Indian Firms Set Up Shop in Europe, Mexico
September 2, 2004

The next back-office job that goes to an Indian outsourcing company may not be moving as far as you think.

In a bid to tap new markets and satisfy customers keen to outsource to more than one location, India's back-office service providers are setting up shop in other countries.

Bangalore-based Infosys Technologies has a back-office subsidiary, Progeon, that has opened a center in the Czech Republic, while Mphasis BFL's arm, MSource, has a contact center in Mexico.

WNS Global Services, India's largest independent back-office services company, is opening a center in neighboring Sri Lanka.

"It is more from a customer perspective," said Raju Bhatnagar, president of ICICI OneSource, an outsourcing company that is majority-owned by India's ICICI Bank and one of its subsidiaries.

"If the vendor, however reliable, has a single delivery center, it forces the customer to look for a second vendor outside India, rather than put all his eggs in one basket," said Bhatnagar, whose company announced the purchase of a Chicago-based business on Wednesday. "If I can bridge that gap, I can keep business from going to another vendor."

Sujay Chohan, research director of consultancy Gartner India, said geographical diversity is also important for backing up data for disaster recovery purposes and for offering different language skills.

"Today, Indian companies are guilty of servicing mainly English-speaking countries," Chohan said. "If you are going to support customers in Europe, you have to have something in Central Europe. It does not have the same cost levels (as India), but it has comfort levels, language skills."

A push for non-English speaking clients is what led Infosys to the Czech Republic and Mphasis to Mexico. The expansion overseas is also part of a wider global push by Indian companies, some of which are making foreign acquisitions.

Revenue from India's outsourcing industry has grown to $3.6 billion, mushrooming in and around key cities such as Bangalore, Bombay and New Delhi. It employs 245,000 people, six times as many as five years ago.

While India has 80 percent of the offshore outsourcing business today, Gartner estimates the country will see its market share halved by 2007.

"There are today 28 countries that have emerged on the screen in the past year," Chohan said.

"Who is going to take business away from India?" he said, pointing to countries such as Malaysia, the Philippines, South Africa and Vietnam. "It is these countries chipping away. It does not matter that some of these are high-cost...If cost was the only driver for BPO (business process outsourcing), then India would have been doing $10 billion today."
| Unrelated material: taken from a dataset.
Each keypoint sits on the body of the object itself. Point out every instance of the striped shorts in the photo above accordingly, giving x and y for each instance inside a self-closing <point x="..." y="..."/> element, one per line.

The Philippines, which already has a strong industry offering back-office services, is high on the list of overseas locations for Indian companies. Daksh eServices, recently acquired by IBM, and Hinduja TMT have operations there.

The need to find skilled workers is another attraction of overseas locations. Nearly half the workers in some Indian outsourcing companies change their jobs or leave the industry every year. Quality suffers as companies focus more on recruitment than on training.

Talented youngsters often leave the industry in frustration. Companies who hired aspiring, English-speaking 20-something workers have found these staff are hard to keep.

With such challenges at home, Indian companies would do well to look for talent in other countries, Gartner's Chohan said.

That is exactly what WNS did by going offshore.

"Sri Lanka is a boutique business process outsourcing destination that offers highly qualified English-speaking staff with specific expertise in professional services such as finance and accounting and commercial law," said Neeraj Bhargava, group chief executive officer of WNS.